Deputy Oliver Flanagan referred to health education. It would take me too long to speak about that in detail. We are extending education this year both on radio and television and through leaflets. A great deal is being done in relation to smoking, to dental care and so forth. We do issue leaflets for mothers-to-be on preparing for their baby and on the diet they should have, and so forth. There is a series of leaflets produced and Deputy Flanagan need have no doubt that mothers are given the chance to find out what kind of diet they should have when they are expecting a baby.

There were a number of matters relating to hospitals in general. Deputy Dr. Browne queried the need for a new 300-bed hospital in Tralee and suggested that the area could be catered for by Limerick regional hospital.

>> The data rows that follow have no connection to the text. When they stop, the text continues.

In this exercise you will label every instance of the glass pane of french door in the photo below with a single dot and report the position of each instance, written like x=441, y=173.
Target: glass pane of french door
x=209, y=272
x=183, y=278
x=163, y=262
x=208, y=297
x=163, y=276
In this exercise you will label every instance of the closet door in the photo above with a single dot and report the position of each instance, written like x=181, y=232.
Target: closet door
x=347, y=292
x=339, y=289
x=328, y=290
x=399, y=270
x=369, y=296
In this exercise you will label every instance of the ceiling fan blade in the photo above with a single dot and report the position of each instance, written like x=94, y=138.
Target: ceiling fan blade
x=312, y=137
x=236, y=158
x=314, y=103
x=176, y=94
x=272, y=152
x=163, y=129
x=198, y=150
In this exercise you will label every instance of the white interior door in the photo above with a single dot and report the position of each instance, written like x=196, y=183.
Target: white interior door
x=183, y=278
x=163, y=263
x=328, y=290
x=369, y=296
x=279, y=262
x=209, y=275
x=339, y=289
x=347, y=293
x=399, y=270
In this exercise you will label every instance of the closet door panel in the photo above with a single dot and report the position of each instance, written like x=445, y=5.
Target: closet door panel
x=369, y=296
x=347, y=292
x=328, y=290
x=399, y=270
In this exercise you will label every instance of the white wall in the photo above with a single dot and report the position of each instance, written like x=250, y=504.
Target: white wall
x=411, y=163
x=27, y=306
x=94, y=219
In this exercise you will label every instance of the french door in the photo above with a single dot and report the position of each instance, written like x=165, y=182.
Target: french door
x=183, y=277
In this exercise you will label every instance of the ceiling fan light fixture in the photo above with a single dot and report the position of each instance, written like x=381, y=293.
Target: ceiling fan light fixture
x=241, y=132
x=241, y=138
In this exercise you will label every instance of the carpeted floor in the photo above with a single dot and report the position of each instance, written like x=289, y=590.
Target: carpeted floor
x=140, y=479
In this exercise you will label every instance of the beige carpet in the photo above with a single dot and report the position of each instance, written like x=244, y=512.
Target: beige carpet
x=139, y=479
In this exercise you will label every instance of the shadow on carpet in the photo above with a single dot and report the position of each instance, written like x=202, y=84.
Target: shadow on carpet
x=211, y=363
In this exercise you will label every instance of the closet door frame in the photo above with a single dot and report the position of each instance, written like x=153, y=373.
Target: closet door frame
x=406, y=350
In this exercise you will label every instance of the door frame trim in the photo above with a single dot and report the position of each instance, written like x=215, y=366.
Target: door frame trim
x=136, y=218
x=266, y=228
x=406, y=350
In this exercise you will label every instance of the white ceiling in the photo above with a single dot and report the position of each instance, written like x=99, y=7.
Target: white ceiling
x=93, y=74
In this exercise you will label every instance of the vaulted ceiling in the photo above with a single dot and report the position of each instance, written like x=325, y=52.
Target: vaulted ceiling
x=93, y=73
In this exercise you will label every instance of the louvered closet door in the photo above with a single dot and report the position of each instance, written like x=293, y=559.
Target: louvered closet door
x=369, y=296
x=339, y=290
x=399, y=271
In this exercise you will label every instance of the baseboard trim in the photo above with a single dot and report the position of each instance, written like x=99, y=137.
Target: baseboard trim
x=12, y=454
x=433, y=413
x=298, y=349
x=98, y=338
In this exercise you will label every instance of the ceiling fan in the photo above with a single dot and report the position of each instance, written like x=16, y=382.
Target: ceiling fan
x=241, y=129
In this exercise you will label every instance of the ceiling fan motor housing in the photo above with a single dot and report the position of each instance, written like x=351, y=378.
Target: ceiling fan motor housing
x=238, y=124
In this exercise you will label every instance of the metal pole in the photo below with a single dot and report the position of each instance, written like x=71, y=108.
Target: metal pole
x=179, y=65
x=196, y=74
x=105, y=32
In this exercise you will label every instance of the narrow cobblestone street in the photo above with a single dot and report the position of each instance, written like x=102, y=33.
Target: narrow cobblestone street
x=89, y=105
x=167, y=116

The proposed hospital in Tralee will replace the existing county hospital which is not up to standard and the medical, surgical and maternity services required for County Kerry, which has a scattered population of about 113,000, involve the construction of this hospital and it is not outside the ambit of the kind of considerations that were mentioned in the FitzGerald Report and which long before that were taken into account in deciding where a new hospital should be.

Some Deputies referred to the whole position of voluntary hospitals. I hope to secure the co-operation of voluntary hospitals to engage in further integration with local authority hospitals, to engage in management and work study and I hope that they will also consider any request made of them, if it was felt by a regional health board or by a regional hospital board that a particular voluntary hospital might participate in looking after geriatric cases. All that will be part of the work of the new regional health boards and new regional hospital boards.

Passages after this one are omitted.